Por outro lado, Freud (1937) diz que, após uma análise bem-sucedida, onde se trabalhou o sofrimento neurótico, o sujeito pode assumir uma “infelicidade comum”. O que quer dizer essa expressão? Pode ser que Freud se refira àquela insatisfação do sujeito castrado, que sabe do seu vazio e da impossibilidade de preenchê-lo totalmente. Ele nos diz do “rochedo da castração”, a seu ver intransponível, além do qual estaria o inalcançável estado de se estar completamente feliz e satisfeito.

Em 1958 Lacan disse algo surpreendente: “a psicanálise não se recusa a prometer felicidade” (SOLER, 1998, p. 46). Ele disse ainda em 1975: “uma análise não deve ser levada longe demais. Quando o analisante pensa que ele está feliz de viver, é o bastante”. Nas palavras de Lacan:

No pienso que se pueda decir realmente que los neuróticos son enfermos mentales. Los neuróticos son lo que son la mayoría. Felizmente no son psicóticos. [...] A veces les damos el sentimiento de que son normales.

[...]

Puedo solamente testimoniar de lo que mi práctica me suministra. Un análisis no tiene que ser llevado demasiado lejos. Cuando el analizante piensa que es feliz de vivir, es suficiente (LACAN, 1975)
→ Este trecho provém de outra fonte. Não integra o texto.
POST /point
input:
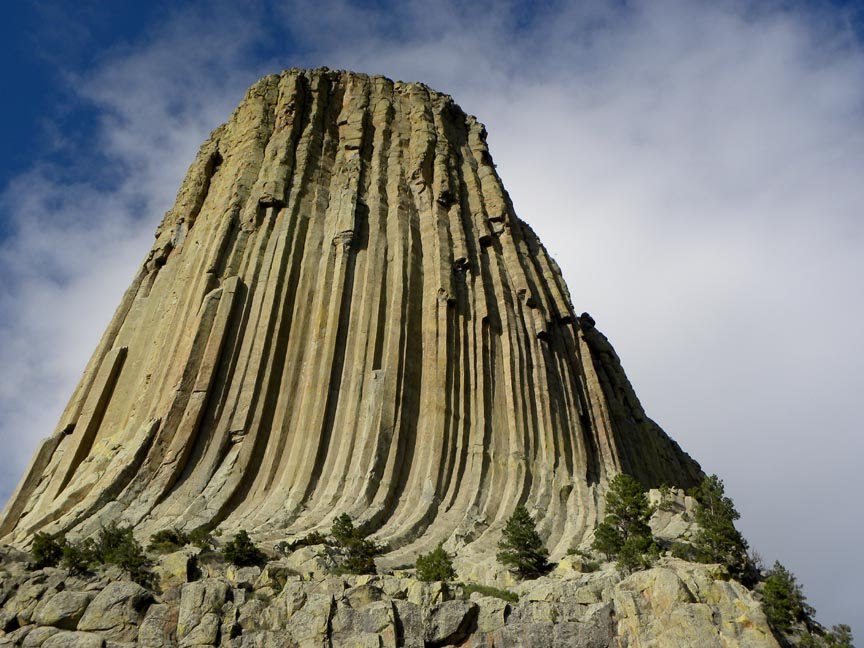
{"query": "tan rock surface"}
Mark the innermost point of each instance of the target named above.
(343, 313)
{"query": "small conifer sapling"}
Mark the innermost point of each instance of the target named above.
(521, 547)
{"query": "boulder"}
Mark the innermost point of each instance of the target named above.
(38, 636)
(117, 611)
(199, 616)
(449, 622)
(176, 568)
(68, 639)
(159, 627)
(63, 610)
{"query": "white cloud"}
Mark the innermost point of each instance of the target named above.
(694, 167)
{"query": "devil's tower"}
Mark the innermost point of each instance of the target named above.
(343, 313)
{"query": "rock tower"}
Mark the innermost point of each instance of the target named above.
(343, 313)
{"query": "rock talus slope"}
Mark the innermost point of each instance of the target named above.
(342, 313)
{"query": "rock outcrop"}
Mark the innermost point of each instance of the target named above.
(343, 313)
(676, 604)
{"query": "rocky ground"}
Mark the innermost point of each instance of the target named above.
(298, 601)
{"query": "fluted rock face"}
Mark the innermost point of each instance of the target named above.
(342, 313)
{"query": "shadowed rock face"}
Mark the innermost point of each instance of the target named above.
(342, 313)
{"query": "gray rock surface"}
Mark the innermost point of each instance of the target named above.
(117, 611)
(343, 312)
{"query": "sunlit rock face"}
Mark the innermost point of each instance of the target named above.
(343, 313)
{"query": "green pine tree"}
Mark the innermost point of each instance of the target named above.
(242, 552)
(717, 540)
(840, 637)
(624, 533)
(783, 601)
(437, 565)
(522, 548)
(360, 551)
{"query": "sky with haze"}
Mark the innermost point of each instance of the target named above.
(696, 168)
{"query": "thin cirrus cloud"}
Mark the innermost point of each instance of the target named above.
(694, 167)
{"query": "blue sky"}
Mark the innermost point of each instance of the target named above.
(695, 167)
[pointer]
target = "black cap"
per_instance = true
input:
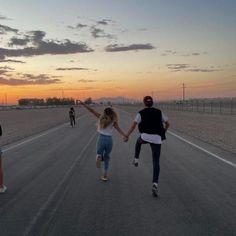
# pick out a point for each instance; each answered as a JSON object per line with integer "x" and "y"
{"x": 148, "y": 101}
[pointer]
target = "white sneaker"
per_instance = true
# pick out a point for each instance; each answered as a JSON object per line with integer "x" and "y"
{"x": 98, "y": 161}
{"x": 3, "y": 189}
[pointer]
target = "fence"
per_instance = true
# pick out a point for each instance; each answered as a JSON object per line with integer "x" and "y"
{"x": 227, "y": 107}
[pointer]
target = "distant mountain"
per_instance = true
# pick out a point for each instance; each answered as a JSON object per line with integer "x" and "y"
{"x": 115, "y": 100}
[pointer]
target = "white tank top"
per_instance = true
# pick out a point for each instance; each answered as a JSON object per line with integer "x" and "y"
{"x": 106, "y": 131}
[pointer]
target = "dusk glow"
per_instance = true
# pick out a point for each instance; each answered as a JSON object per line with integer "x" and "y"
{"x": 129, "y": 48}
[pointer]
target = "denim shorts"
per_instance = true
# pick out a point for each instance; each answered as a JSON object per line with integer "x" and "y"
{"x": 104, "y": 145}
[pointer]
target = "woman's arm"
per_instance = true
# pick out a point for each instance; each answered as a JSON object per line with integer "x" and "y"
{"x": 90, "y": 109}
{"x": 166, "y": 125}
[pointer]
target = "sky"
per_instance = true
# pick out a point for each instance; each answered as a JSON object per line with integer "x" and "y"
{"x": 128, "y": 48}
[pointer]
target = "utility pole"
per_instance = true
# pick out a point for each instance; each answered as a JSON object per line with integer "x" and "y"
{"x": 6, "y": 99}
{"x": 183, "y": 87}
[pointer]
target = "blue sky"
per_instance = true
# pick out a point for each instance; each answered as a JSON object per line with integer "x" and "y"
{"x": 89, "y": 47}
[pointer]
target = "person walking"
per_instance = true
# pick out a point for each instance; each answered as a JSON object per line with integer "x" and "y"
{"x": 106, "y": 123}
{"x": 152, "y": 125}
{"x": 3, "y": 188}
{"x": 72, "y": 116}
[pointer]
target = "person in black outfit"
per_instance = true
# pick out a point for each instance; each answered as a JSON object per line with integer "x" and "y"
{"x": 72, "y": 116}
{"x": 3, "y": 188}
{"x": 152, "y": 125}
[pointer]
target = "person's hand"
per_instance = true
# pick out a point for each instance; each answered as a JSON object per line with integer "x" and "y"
{"x": 125, "y": 138}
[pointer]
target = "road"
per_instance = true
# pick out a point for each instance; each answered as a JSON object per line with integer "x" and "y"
{"x": 54, "y": 187}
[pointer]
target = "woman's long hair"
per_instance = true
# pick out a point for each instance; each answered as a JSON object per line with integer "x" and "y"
{"x": 109, "y": 116}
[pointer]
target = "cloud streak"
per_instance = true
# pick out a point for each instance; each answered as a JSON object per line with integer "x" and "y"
{"x": 188, "y": 68}
{"x": 72, "y": 68}
{"x": 5, "y": 29}
{"x": 36, "y": 45}
{"x": 132, "y": 47}
{"x": 29, "y": 79}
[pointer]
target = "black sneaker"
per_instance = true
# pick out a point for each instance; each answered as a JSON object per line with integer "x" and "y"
{"x": 135, "y": 162}
{"x": 155, "y": 190}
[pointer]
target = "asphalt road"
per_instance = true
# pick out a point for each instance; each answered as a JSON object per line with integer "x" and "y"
{"x": 54, "y": 187}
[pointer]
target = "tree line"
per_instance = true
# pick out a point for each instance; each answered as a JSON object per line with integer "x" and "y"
{"x": 46, "y": 102}
{"x": 54, "y": 101}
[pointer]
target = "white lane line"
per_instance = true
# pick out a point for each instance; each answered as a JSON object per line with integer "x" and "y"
{"x": 202, "y": 149}
{"x": 36, "y": 137}
{"x": 54, "y": 193}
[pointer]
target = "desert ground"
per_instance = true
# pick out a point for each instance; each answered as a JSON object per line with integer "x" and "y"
{"x": 219, "y": 130}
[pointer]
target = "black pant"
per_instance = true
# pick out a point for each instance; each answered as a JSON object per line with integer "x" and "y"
{"x": 72, "y": 120}
{"x": 156, "y": 151}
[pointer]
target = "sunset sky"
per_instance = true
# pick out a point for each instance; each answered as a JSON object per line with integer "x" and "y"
{"x": 108, "y": 48}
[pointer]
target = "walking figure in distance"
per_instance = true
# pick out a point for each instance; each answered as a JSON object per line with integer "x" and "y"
{"x": 3, "y": 188}
{"x": 72, "y": 116}
{"x": 152, "y": 125}
{"x": 107, "y": 121}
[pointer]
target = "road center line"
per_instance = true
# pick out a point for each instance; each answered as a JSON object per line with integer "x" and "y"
{"x": 202, "y": 149}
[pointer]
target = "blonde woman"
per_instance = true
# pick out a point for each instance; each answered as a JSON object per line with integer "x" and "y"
{"x": 107, "y": 121}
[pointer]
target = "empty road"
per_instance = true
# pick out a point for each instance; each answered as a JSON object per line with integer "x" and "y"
{"x": 54, "y": 186}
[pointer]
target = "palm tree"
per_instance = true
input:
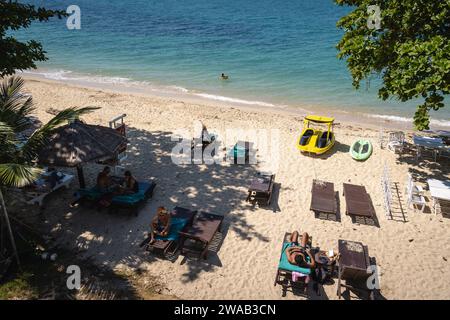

A respeito do final dessa fala de Lacan, nos diz E. Mussel (comunicação pessoal):

Penso que não se trata de alcançar nenhuma felicidade moral ou filosoficamente determinada, pois “felicidade não é bem que se mereça”, mas de se obter na análise um remanejo do analisando com o seu gozo, que ele encontre um certo acordo com o seu modo de gozar, ou dizendo de outro modo, talvez Lacan tenha dito que em uma análise a felicidade é suportar o inesperado (o real).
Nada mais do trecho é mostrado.